Pada perdagangan sesi Asia Rabu pagi, harga emas sempat menguat mendekati level USD 3.350 setelah rebound dari titik terendah berhari-hari di sekitar USD 3.330. Penguatan ini didorong oleh meningkatnya ekspektasi bahwa The Fed akan menurunkan suku bunga pada pertemuan September mendatang.
Para pelaku pasar kini juga memproyeksikan peluang penurunan suku bunga lanjutan pada Oktober sebesar 67%, naik dari 55% sehari sebelumnya, berdasarkan data FedWatch CME.
Inflasi AS
Rilis data Indeks Harga Konsumen (IHK) AS yang sesuai ekspektasi turut memengaruhi pergerakan harga. IHK tahunan bulan Juli naik 2,7%, sementara IHK inti tahunan meningkat 3,1%, melampaui perkiraan pasar 3%. Pada basis bulanan, kedua data ini juga mencatat pertumbuhan yang lebih tinggi dari estimasi, masing-masing sebesar 0,2% untuk IHK dan 0,3% untuk IHK inti.
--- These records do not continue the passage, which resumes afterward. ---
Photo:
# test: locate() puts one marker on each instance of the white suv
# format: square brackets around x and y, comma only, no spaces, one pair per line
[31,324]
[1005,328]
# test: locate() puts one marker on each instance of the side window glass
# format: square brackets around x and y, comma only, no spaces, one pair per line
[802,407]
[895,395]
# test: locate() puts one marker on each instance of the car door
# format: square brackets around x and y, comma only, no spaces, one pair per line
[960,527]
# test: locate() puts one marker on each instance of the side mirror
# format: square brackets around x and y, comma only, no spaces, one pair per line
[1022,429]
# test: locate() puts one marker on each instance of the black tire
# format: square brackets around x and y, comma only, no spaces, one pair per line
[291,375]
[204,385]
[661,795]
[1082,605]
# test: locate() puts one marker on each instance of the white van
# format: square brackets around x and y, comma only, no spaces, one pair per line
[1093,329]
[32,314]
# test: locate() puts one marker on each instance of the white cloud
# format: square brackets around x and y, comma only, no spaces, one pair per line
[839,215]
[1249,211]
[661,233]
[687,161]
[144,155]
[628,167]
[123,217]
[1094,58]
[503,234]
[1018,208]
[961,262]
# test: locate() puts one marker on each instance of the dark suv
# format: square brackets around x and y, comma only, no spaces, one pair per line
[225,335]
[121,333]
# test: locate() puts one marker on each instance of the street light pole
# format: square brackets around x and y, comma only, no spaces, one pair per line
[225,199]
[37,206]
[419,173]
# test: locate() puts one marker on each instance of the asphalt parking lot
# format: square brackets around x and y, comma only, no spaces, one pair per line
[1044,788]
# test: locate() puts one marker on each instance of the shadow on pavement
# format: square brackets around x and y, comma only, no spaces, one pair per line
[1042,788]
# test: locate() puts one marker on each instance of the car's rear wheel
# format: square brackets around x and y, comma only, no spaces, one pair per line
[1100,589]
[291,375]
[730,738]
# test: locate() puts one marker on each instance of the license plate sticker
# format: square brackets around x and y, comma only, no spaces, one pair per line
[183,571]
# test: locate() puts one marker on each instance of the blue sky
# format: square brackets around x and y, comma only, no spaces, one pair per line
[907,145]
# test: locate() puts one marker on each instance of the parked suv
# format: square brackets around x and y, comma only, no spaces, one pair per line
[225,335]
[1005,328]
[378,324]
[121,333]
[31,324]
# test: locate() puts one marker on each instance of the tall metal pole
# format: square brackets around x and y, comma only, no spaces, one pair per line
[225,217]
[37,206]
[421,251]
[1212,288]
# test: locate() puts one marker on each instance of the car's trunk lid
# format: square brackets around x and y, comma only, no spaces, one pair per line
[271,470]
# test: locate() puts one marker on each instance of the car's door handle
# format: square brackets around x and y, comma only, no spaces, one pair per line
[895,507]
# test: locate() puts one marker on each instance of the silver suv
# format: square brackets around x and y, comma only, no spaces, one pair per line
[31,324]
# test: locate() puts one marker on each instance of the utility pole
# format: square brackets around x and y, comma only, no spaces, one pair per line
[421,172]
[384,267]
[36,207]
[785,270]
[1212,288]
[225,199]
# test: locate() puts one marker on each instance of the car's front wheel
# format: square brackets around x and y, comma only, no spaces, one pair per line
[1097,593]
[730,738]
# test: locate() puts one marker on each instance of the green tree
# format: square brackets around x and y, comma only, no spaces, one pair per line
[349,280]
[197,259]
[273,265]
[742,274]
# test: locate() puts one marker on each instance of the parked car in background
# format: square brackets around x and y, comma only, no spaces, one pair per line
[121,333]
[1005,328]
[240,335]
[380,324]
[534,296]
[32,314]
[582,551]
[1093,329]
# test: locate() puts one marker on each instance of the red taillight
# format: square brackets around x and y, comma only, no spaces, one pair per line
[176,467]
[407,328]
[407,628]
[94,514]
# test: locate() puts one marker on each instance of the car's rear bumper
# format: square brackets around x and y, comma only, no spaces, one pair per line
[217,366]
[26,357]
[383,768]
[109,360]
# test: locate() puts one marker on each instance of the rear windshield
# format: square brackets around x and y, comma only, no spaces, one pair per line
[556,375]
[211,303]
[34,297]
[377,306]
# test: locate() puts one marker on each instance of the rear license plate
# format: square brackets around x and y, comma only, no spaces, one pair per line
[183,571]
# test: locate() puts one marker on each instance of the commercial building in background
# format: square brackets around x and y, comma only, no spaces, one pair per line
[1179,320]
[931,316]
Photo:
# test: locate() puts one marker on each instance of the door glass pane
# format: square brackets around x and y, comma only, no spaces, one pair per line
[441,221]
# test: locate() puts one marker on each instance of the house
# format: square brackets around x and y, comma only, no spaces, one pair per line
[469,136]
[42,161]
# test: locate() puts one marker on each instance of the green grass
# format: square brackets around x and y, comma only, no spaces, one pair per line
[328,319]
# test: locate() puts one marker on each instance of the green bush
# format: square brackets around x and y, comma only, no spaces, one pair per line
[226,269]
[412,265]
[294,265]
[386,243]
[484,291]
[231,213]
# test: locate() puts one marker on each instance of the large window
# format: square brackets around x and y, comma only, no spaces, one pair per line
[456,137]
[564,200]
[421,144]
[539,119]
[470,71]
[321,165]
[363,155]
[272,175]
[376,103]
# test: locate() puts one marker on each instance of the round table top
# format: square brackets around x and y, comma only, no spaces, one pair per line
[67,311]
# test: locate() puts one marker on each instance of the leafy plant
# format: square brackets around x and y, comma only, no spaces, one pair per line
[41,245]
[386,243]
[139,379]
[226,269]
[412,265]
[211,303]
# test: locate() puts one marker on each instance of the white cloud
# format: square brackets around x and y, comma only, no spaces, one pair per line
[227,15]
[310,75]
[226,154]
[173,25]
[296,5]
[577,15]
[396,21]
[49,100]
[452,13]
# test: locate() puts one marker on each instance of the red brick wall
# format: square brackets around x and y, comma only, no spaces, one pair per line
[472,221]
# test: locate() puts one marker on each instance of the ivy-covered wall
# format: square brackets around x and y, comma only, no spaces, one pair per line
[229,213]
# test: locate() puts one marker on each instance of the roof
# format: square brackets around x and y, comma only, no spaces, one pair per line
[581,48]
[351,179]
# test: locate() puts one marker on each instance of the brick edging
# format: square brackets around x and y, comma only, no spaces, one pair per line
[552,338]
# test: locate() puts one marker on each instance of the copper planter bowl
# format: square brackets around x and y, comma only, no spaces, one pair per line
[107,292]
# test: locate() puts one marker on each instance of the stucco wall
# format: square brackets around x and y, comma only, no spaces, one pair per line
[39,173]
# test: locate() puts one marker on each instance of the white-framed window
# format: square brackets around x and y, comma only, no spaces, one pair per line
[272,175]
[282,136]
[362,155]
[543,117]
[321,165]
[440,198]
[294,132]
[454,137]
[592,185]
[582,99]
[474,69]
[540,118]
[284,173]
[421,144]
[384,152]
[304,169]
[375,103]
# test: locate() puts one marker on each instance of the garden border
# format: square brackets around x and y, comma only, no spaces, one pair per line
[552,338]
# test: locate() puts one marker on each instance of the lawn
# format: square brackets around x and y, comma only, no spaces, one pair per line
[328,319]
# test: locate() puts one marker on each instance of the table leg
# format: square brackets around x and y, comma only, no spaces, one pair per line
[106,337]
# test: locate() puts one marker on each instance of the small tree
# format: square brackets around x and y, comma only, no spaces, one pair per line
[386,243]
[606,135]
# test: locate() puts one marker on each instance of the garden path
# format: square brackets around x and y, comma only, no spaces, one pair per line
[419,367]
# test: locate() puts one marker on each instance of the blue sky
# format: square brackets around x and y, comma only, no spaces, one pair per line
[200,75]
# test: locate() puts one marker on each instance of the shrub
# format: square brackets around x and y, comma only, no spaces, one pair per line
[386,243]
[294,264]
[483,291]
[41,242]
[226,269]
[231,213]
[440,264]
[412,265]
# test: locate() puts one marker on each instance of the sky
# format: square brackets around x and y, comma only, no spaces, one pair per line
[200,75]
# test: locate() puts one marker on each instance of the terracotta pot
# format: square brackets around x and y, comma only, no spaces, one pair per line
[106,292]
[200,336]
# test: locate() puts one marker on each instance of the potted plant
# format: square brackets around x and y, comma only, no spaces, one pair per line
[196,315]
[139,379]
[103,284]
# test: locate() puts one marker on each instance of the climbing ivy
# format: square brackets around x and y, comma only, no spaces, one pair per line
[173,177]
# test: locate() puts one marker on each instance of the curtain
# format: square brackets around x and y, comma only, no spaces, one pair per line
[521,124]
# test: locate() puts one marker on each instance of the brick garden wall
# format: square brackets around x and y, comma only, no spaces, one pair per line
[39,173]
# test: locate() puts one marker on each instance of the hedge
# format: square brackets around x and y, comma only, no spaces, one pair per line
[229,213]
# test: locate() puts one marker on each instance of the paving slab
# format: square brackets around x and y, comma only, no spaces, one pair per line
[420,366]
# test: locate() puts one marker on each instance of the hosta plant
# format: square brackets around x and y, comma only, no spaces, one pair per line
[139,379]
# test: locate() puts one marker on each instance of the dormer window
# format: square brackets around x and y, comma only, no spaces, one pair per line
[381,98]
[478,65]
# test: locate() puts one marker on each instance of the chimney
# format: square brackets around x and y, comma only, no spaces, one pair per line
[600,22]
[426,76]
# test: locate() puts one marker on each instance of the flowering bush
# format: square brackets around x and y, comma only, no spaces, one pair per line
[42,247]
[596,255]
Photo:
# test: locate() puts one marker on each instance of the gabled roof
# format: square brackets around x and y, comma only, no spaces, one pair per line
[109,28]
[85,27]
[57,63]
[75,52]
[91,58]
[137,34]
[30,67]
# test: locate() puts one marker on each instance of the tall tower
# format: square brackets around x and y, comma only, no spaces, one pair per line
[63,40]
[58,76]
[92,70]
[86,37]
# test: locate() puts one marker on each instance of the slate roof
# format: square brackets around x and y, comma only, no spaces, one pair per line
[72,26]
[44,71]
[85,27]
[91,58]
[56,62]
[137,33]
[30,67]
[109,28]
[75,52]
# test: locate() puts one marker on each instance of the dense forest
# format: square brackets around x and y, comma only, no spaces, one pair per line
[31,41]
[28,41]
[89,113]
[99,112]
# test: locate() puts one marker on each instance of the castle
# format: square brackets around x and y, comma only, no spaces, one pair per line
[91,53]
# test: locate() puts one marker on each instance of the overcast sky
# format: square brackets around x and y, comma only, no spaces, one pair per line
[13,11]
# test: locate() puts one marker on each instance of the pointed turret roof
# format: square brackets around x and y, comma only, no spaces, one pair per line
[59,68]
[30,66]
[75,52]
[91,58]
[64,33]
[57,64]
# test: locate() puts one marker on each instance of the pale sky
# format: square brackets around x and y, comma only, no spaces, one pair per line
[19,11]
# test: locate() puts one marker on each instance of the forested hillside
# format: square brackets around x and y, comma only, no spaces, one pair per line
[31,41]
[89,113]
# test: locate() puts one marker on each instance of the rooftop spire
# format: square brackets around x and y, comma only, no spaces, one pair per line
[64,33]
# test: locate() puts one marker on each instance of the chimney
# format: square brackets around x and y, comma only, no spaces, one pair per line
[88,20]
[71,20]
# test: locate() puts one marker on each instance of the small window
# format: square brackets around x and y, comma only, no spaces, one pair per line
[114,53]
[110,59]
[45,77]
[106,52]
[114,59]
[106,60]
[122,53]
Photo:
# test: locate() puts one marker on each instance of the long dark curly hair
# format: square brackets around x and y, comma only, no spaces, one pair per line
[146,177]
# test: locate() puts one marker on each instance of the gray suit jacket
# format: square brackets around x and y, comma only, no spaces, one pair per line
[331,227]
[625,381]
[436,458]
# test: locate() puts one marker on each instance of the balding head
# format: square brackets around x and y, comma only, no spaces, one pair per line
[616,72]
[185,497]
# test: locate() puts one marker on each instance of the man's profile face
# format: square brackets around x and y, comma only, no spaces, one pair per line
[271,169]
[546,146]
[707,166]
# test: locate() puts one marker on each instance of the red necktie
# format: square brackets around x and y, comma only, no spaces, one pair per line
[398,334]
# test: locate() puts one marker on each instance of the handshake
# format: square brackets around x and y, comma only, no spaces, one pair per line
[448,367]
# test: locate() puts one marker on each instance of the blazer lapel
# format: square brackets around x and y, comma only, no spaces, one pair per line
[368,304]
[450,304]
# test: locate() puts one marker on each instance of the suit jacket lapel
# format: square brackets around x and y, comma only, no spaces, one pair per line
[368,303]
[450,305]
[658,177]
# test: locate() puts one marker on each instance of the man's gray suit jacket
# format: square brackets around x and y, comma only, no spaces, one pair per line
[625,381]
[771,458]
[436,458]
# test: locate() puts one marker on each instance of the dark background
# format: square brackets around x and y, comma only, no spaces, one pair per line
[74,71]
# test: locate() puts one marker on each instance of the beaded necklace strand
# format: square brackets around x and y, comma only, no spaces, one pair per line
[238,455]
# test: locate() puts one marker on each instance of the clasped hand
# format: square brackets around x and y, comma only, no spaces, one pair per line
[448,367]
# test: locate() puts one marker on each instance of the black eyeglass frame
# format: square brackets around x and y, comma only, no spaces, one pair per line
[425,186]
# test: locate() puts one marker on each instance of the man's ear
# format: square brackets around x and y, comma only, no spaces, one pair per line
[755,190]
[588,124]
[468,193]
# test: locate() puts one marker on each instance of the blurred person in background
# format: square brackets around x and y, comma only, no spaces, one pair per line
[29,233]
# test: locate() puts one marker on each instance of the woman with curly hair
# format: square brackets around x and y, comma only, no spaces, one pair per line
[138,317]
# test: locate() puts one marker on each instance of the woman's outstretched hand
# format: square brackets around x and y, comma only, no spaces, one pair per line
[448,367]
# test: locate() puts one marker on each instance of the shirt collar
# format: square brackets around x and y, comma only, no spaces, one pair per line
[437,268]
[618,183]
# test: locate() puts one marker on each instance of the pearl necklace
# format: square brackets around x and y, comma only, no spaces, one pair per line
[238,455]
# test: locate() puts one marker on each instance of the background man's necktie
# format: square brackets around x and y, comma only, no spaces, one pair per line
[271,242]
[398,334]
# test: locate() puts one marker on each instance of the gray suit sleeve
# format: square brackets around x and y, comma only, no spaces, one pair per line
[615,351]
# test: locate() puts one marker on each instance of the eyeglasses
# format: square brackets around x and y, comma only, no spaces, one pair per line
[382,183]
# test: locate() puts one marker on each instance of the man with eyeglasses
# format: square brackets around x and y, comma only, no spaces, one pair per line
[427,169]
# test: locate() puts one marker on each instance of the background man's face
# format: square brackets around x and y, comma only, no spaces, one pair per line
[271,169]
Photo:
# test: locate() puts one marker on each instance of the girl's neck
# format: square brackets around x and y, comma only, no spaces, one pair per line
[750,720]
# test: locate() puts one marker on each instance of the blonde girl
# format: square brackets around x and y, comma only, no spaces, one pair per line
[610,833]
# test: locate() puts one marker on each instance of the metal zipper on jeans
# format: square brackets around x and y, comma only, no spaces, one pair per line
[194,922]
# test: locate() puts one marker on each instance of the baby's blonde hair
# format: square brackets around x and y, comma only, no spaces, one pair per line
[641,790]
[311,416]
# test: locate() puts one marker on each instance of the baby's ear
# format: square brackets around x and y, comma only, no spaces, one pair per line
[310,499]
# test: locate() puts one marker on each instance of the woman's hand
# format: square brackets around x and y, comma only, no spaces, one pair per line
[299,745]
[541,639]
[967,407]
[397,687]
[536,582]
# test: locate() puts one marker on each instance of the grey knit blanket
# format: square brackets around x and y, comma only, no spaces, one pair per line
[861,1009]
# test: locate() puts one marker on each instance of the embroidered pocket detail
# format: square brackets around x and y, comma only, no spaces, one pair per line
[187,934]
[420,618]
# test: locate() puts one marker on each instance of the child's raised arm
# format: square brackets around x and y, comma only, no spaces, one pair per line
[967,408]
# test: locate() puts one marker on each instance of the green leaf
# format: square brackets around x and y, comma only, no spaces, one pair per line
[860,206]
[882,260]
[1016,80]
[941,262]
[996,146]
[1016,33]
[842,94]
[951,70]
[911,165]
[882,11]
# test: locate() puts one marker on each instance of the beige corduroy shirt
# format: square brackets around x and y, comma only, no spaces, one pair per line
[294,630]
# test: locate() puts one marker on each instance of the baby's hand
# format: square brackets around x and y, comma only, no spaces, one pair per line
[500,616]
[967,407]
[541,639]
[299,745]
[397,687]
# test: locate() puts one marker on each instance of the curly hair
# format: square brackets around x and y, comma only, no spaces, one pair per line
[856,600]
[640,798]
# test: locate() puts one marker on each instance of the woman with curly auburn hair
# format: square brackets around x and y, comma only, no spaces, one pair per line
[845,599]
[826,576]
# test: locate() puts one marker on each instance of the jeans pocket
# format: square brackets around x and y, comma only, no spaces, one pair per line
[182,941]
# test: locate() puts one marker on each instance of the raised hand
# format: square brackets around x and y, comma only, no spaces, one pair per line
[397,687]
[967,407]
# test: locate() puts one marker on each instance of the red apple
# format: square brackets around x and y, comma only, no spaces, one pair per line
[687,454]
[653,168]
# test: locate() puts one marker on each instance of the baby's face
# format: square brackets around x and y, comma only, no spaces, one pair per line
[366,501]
Kenaikan ini memunculkan spekulasi bahwa tekanan inflasi di AS masih cukup kuat, namun The Fed bisa saja mengambil langkah pelonggaran moneter untuk menjaga momentum pertumbuhan ekonomi.
Suku bunga yang lebih rendah umumnya menjadi katalis positif bagi emas, karena mengurangi biaya peluang untuk memegang aset yang tidak memberikan imbal hasil seperti logam mulia.
Namun, faktor fundamental lain juga membatasi ruang kenaikan. Kemajuan di bidang perdagangan antara AS dan Tiongkok setelah Donald Trump sepakat menunda penerapan tarif besar selama 90 hari telah meredakan kekhawatiran geopolitik yang biasanya mendorong permintaan emas sebagai aset safe-haven.
Tekanan dalam Jangka Pendek
Dari sisi komentar pejabat The Fed, Thomas Barkin dari The Richmond menilai kebijakan saat ini berada pada posisi yang tepat, meskipun bank sentral tetap menghadapi tantangan dari sisi inflasi dan pengangguran.
Sementara itu, Jeffrey Schmid dari The Fed Kansas City menyatakan sikap kebijakan yang sedikit ketat masih relevan, dengan pendekatan yang sabar terhadap perubahan suku bunga.
Secara keseluruhan, Andy Nugraha menilai bahwa meskipun emas sempat rebound di awal pekan, tren jangka pendek masih berada di bawah tekanan bearish. Momentum penguatan berpeluang membawa harga menguji level berikutnya, namun jika gagal bertahan, tekanan jual berpotensi kembali mendominasi.